'Conquer Your Fears' By Sebastian Jauregui

Sebastian Jauregui (B.1995) is a Colombian-German artist. Graduating from the Royal College of Art (M.A.) in London, he draws on his foundations in design to inform a precise and structured approach to painting, where he explores superstition, cultural memory, and displacement as recurring points of departure. His compositions are meticulously constructed, reflecting an ongoing interest in how belief and perception influence the reading of everyday objects. His work is distinguished by a refined approach to color and composition, informed by the Dutch masters of the seventeenth century and filtered through a contemporary design sensibility. Architectural motifs, domestic spaces, and allegorical figures reappear throughout his works, constructing layered narratives that merge observation and imagination, creating images that oscillate between realism and invention. Sebastian currently lives and works in Berlin.

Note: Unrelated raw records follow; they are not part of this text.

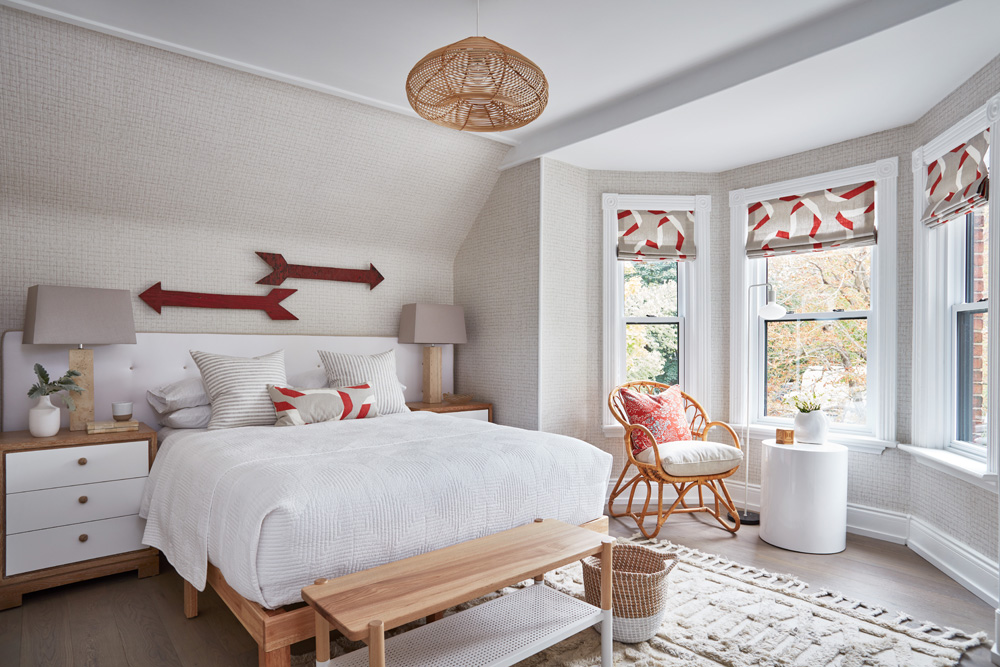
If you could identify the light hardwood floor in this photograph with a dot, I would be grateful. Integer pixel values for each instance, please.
(123, 621)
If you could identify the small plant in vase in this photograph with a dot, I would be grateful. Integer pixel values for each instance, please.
(43, 419)
(811, 424)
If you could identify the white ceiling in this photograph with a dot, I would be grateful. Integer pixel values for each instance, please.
(595, 53)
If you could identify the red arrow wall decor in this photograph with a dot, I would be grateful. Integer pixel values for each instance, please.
(283, 270)
(157, 297)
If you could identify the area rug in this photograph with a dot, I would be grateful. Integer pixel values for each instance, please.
(725, 613)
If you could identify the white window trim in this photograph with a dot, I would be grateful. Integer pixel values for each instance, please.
(881, 322)
(694, 279)
(934, 297)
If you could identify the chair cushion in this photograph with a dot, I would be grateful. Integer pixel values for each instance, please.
(663, 414)
(694, 458)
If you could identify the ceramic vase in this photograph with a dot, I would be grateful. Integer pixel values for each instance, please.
(43, 419)
(811, 427)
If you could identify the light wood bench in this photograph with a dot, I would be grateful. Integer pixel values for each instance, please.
(497, 633)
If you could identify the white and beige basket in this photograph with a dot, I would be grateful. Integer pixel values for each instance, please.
(638, 590)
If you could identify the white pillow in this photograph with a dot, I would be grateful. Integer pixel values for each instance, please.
(186, 393)
(378, 370)
(196, 417)
(238, 387)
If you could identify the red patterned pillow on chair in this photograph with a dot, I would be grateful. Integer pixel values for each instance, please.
(663, 414)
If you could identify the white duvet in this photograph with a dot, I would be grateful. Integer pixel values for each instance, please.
(276, 508)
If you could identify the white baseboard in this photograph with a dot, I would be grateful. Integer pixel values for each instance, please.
(973, 570)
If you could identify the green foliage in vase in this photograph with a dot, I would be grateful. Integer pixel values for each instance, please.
(45, 386)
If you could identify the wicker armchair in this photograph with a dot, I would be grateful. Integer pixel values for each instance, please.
(649, 474)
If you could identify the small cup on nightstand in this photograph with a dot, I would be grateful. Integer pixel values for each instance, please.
(122, 412)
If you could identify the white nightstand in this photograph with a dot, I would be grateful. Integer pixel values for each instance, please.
(803, 497)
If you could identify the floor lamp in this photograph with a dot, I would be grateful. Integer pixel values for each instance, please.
(771, 310)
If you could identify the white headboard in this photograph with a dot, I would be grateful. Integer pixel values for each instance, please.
(125, 372)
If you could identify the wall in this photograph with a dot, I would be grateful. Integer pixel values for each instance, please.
(496, 278)
(124, 165)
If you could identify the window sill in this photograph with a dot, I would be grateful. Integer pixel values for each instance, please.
(956, 465)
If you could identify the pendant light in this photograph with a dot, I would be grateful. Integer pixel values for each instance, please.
(477, 85)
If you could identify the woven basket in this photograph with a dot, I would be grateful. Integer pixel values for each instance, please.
(638, 590)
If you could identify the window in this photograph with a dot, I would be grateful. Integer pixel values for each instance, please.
(652, 321)
(820, 348)
(970, 313)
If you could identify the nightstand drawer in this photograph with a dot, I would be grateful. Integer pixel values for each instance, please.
(48, 508)
(57, 546)
(66, 466)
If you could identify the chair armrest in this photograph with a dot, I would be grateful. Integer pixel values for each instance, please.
(732, 433)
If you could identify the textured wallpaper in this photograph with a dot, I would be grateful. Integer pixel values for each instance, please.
(124, 165)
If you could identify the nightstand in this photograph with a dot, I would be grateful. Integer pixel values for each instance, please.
(469, 410)
(69, 508)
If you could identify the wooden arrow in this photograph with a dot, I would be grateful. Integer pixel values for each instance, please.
(283, 270)
(157, 297)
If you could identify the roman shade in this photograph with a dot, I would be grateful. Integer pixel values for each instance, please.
(655, 235)
(838, 217)
(957, 181)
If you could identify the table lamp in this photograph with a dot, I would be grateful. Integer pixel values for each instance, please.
(432, 324)
(79, 316)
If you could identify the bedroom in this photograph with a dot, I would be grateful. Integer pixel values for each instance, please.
(168, 144)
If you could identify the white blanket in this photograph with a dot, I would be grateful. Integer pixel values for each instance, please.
(276, 508)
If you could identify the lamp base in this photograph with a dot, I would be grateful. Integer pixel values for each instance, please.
(747, 517)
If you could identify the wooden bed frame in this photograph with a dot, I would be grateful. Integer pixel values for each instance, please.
(275, 630)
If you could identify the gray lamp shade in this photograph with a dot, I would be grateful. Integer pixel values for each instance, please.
(432, 323)
(78, 316)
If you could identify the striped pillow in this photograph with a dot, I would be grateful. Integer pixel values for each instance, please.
(378, 370)
(298, 407)
(238, 387)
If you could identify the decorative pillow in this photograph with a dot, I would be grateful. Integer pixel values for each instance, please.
(377, 370)
(663, 414)
(196, 417)
(298, 407)
(238, 387)
(186, 393)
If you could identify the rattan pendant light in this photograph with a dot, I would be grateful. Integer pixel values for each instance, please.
(477, 85)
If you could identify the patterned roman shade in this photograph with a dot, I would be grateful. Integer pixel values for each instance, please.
(834, 218)
(957, 181)
(655, 235)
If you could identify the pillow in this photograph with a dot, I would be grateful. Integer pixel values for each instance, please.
(238, 387)
(663, 414)
(186, 393)
(377, 370)
(196, 417)
(298, 407)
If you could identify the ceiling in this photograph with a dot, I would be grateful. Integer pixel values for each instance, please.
(639, 85)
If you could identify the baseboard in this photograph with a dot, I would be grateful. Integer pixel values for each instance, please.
(973, 570)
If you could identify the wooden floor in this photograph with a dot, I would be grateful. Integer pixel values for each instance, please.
(126, 621)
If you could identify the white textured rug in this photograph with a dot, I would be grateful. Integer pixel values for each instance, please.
(725, 613)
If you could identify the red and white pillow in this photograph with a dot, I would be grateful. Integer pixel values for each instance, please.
(663, 414)
(298, 407)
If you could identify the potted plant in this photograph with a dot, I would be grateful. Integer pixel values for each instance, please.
(43, 419)
(811, 424)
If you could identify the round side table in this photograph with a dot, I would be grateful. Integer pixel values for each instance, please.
(803, 497)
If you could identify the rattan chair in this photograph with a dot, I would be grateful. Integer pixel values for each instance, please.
(649, 474)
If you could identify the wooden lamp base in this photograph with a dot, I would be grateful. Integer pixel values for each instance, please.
(82, 360)
(432, 374)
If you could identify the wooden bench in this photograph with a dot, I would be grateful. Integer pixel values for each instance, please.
(497, 633)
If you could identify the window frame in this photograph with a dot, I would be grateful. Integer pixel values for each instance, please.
(747, 328)
(939, 294)
(693, 284)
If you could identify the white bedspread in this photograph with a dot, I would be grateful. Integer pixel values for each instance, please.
(276, 508)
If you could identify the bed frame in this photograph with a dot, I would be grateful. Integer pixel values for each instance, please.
(275, 630)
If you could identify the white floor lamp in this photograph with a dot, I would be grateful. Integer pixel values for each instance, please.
(771, 310)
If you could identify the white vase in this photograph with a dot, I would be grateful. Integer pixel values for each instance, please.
(43, 419)
(811, 427)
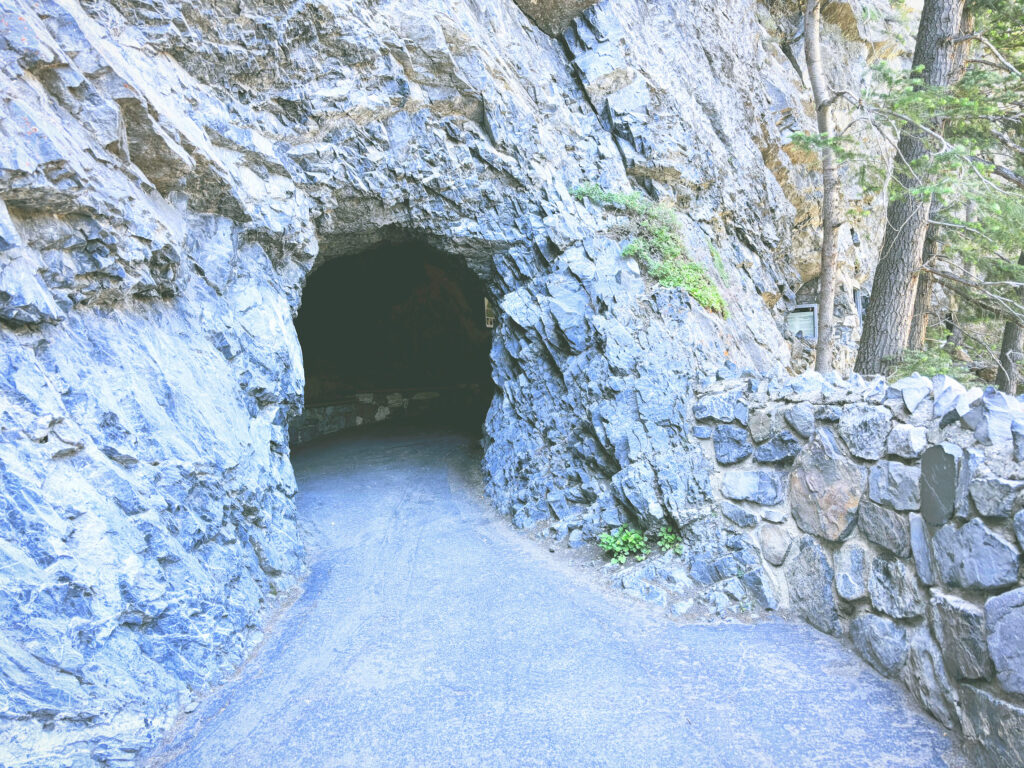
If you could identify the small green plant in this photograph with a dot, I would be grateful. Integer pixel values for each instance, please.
(655, 244)
(670, 541)
(623, 544)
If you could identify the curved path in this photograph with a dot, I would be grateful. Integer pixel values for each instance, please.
(431, 634)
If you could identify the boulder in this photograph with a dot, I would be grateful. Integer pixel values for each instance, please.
(759, 486)
(889, 529)
(894, 589)
(825, 487)
(906, 441)
(810, 580)
(1005, 620)
(896, 484)
(732, 443)
(974, 557)
(851, 571)
(960, 629)
(880, 641)
(775, 542)
(940, 468)
(864, 429)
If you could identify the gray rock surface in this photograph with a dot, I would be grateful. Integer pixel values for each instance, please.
(880, 641)
(1005, 621)
(825, 487)
(810, 578)
(974, 557)
(864, 429)
(960, 628)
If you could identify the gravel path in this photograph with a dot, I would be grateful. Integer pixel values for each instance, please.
(430, 633)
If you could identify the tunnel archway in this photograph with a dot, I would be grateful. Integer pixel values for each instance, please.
(397, 332)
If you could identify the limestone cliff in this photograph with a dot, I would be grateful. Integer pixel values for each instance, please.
(171, 171)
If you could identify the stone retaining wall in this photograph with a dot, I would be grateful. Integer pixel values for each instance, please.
(892, 515)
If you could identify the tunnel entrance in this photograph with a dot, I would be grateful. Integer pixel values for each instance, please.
(398, 332)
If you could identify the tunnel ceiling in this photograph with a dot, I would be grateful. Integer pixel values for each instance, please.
(401, 315)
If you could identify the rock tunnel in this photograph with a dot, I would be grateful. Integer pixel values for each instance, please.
(397, 332)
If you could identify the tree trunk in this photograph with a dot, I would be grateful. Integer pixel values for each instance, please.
(829, 188)
(923, 298)
(1010, 352)
(888, 323)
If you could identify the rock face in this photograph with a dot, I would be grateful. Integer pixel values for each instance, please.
(173, 172)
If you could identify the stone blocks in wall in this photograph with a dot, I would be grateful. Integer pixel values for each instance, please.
(825, 487)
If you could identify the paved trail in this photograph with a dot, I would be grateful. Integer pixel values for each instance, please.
(431, 634)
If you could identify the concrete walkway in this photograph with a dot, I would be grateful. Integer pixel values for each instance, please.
(432, 634)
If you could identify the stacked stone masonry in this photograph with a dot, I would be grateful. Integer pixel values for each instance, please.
(892, 515)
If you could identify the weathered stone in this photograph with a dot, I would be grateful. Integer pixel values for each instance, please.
(1005, 620)
(995, 727)
(864, 429)
(851, 571)
(906, 441)
(896, 484)
(721, 407)
(738, 515)
(880, 641)
(885, 527)
(974, 557)
(759, 486)
(731, 443)
(921, 550)
(810, 579)
(801, 419)
(995, 497)
(894, 589)
(925, 675)
(825, 487)
(913, 389)
(775, 542)
(940, 468)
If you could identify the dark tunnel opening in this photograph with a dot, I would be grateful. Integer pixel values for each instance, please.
(396, 333)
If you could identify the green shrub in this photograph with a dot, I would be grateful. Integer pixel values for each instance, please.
(655, 244)
(624, 543)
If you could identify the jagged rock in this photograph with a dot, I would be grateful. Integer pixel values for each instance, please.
(881, 642)
(913, 389)
(974, 557)
(810, 579)
(801, 419)
(885, 527)
(775, 542)
(731, 443)
(753, 485)
(825, 487)
(940, 470)
(925, 675)
(896, 484)
(960, 629)
(851, 571)
(921, 550)
(894, 589)
(906, 441)
(864, 429)
(1005, 620)
(995, 497)
(721, 407)
(742, 517)
(781, 448)
(994, 725)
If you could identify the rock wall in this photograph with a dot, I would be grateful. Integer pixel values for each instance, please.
(892, 515)
(170, 172)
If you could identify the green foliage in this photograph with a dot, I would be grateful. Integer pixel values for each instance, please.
(655, 244)
(670, 541)
(625, 543)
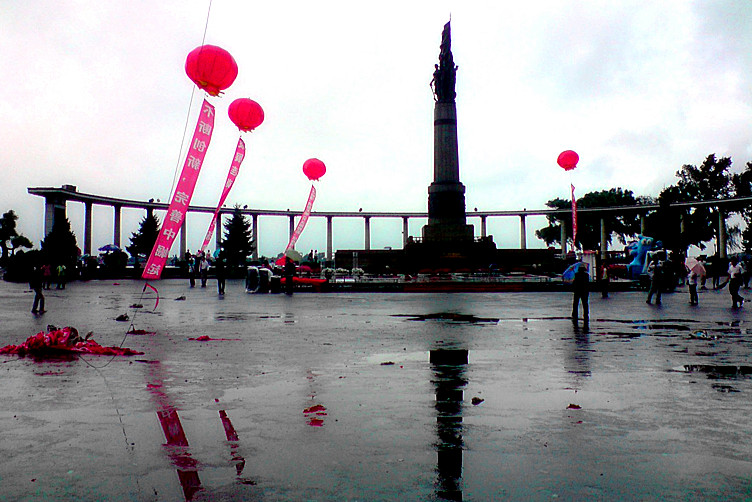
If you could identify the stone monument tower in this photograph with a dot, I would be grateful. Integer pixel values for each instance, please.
(446, 195)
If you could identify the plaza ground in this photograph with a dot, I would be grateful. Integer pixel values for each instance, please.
(334, 397)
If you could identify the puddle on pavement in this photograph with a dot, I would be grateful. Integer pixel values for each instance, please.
(717, 370)
(450, 317)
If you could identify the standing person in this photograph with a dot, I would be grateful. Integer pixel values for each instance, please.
(191, 268)
(692, 283)
(60, 276)
(204, 270)
(604, 280)
(715, 271)
(655, 270)
(581, 291)
(735, 282)
(219, 269)
(289, 275)
(46, 276)
(36, 283)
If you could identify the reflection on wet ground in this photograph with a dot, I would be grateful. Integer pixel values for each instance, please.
(342, 397)
(448, 316)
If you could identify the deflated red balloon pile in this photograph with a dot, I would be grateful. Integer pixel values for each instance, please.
(65, 340)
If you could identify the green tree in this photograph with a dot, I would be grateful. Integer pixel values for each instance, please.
(238, 243)
(59, 247)
(711, 180)
(622, 225)
(143, 240)
(742, 183)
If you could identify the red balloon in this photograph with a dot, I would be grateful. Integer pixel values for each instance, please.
(246, 114)
(211, 68)
(568, 160)
(314, 169)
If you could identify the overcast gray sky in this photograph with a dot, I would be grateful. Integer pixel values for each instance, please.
(95, 95)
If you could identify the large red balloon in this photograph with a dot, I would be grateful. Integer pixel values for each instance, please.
(568, 160)
(314, 169)
(246, 114)
(211, 68)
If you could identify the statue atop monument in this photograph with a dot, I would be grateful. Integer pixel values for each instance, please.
(445, 73)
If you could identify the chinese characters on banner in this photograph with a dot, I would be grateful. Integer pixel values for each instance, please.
(574, 219)
(183, 193)
(301, 224)
(234, 168)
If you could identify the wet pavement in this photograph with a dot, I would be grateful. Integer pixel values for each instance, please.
(359, 396)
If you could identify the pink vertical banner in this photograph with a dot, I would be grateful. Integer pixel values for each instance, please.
(181, 199)
(301, 224)
(234, 169)
(574, 219)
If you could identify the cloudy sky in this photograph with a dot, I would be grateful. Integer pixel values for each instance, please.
(95, 95)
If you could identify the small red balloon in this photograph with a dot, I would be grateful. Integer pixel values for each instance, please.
(314, 169)
(568, 160)
(246, 114)
(211, 68)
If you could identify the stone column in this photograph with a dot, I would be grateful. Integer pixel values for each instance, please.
(721, 233)
(563, 237)
(367, 224)
(183, 237)
(254, 230)
(218, 231)
(54, 208)
(117, 225)
(446, 195)
(87, 228)
(329, 225)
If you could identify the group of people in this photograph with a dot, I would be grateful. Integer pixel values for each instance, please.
(42, 277)
(198, 266)
(738, 277)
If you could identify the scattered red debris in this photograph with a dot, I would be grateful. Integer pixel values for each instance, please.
(65, 340)
(315, 422)
(313, 413)
(140, 332)
(206, 338)
(317, 409)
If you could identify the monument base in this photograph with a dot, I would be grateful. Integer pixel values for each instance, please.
(448, 233)
(459, 255)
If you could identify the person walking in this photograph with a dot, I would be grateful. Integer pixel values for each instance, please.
(36, 283)
(692, 284)
(219, 270)
(204, 270)
(604, 280)
(655, 271)
(735, 282)
(581, 291)
(289, 275)
(191, 262)
(60, 276)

If I were a stranger looking at my work, the first thing I would probably wanna ask is whether the artist is a superstitious person himself. The answer would be No. The truth is that I am. More than I would like to admit. Over time I had absorbed some of my mother's beliefs who always had a gift of turning an ordinary moment into an omen. So at a young age I started making up my own small methods to make sense of coincidence or to convince myself that life follows some pattern. It can be reassuring, but also exhausting.

This body of work grew out of that way of thinking. Conquer Your Fears brings together works that circle around belief, luck, and the strange comfort we find in trying to control what we cannot predict. I wanted to imagine the paintings as fragments from another version of my life, perhaps one in which I never left Colombia. The timeline is not linear, more like a sequence of memories that have been distorted by distance and imagination.

There is also a sense of celebration running through some of the works. December felt like the right month for it, a time when the year turns and people rely on small acts to attract good fortune. Each painting touches on a superstition that once felt harmless: knives as severed bonds, lentils as promises of prosperity, a clock that strikes thirteen. Some of these beliefs have followed me since childhood, others I have only recently come to notice.

While painting them, I began to wonder whether the act of painting could itself be a form of belief. A day after I finished the work with the lentils, I received an unexpected payment. Later on the day that I had signed and completed the one with the knife in a gift box, I argued with a close friend and we have not spoken since. It may be coincidence, but after spending months with these symbols, it is difficult not to look for signs.

At its core, this exhibition is about learning to live with uncertainty. Growing up between Colombia and Germany, I have always associated fear with two opposing ideas: danger and control. These paintings move between both, revealing how superstition can become a language for navigating the unknown. In the end, belief is not something I aim to justify or reject. It is simply a way of looking at the world, and perhaps of painting it too.